Cocaine kills a lot of people (~5,000 in 2014), but there are millions of cocaine users. Most of them are safe about it. Heck, many of them are one-time-only users. But a few of them persist recklessly, day in and day out, and destroy their hearts. It's not that the millions of users are all rolling dice in some game of chance, where death and survival are determined entirely by The Fates. Most users have essentially zero chance of dying from their habit, but a few indulge so stupidly and recklessly that they kill themselves. Suppose you tracked down some Bolivians who chew coca leaf as a low-dose stimulant, as is tradition in that culture. You try to accuse them of killing 5,000 Americans. They would scratch their heads and scowl at you. "You see," you continue, "the chemical that you chew daily is the same one that millions of Americans snort, in super-concentrated powdered form, into their noses. Most of them don't have any problems, but a few of them develop nasty habits and a small fraction of them die from it!" They shrug at you, ignore your idiotic hyperbole, and keep chewing coca into old age.

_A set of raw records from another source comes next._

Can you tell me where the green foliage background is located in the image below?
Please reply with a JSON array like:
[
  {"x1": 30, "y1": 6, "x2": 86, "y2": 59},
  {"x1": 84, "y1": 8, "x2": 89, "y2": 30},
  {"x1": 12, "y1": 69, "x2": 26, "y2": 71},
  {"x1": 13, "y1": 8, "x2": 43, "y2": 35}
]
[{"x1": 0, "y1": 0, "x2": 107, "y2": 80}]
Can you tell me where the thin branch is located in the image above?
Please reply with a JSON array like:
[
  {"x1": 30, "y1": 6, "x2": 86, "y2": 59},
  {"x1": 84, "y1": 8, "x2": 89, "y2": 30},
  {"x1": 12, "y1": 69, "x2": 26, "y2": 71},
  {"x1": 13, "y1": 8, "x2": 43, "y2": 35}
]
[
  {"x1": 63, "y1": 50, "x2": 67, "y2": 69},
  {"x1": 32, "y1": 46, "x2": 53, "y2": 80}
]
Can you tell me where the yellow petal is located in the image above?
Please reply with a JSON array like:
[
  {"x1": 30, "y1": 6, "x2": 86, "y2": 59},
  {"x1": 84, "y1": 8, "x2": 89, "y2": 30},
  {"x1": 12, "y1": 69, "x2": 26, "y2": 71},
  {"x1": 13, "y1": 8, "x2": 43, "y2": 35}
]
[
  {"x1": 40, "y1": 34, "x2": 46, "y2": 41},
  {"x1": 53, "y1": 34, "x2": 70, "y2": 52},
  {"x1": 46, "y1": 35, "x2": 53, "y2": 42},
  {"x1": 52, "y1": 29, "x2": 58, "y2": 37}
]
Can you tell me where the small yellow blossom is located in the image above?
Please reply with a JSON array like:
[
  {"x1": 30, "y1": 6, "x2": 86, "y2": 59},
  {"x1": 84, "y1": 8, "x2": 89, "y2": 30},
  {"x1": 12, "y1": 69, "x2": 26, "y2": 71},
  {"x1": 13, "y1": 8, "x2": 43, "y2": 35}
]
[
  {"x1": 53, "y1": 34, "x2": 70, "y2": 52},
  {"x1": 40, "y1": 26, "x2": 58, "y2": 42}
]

You can make exactly the same point about other substances. Methamphetamines are basically the same chemicals as drugs that treat ADHD. ICD-10 (cause of death codes found on death certificates and in CDC data files) uses the same code for both, and the annual SAMHSA survey on drug abuse uses the same category for both (see here, page 8 for details). Some people are on ADHD medication 24 hours a day, and some people take very high doses of methamphetamine in a way that instantly crosses the blood-brain barrier (smoking, snorting, injecting). But it would be ludicrous to accuse ADHD patients of causing the skin lesions, poor dental health, and heart problems suffered by chronic methamphetamine abusers. An ADHD patient could rightly protest, "I use my medication as prescribed. The result is that you have an upstanding, well-functioning citizen that you otherwise would have lost to an intractable attention-span problem. What some other idiots do with their bodies is not on me." This would be a perfectly fair defense of an Adderall patient, or for that matter of a moderate methamphetamine user.

You can do this same exercise with any other substance. There are 200 million legal prescriptions of opioid painkillers each year. The death rate per prescription is less than 1 in 10,000. If you were suffering from chronic or acute pain, you would probably say, "I like those odds!" More so if you realize that you can choose willingly whether to take stupid risks, like taking way too much or swallowing pills with alcohol and benzodiazepines (to name two of the biggest risk factors for overdose). The decision to take a substance does not automatically subject you to the base mortality rate for users of that substance. For that you have to do something foolish and risky, and usually you know if you're doing it or not. Statistics that merely divide the number of drug-related problems by the number of total users (such as "X% of drinkers become alcoholics" or "Y% of heroin users become addicts" or "Z% of prescription opioid users eventually overdose on their painkillers") are completely meaningless. They deny any agency to the human beings who suffer from these problems, just as they deny agency to the ones who resist temptation and the ones who indulge moderately.

It's simplistic to generically blame "drugs" or "alcohol" for social problems. Any fool can see there are specific risky behaviors and specific solutions. To blame drugs in general would be to miss the point. Issuing a general prohibition is unlikely to get at the root causes of the problem.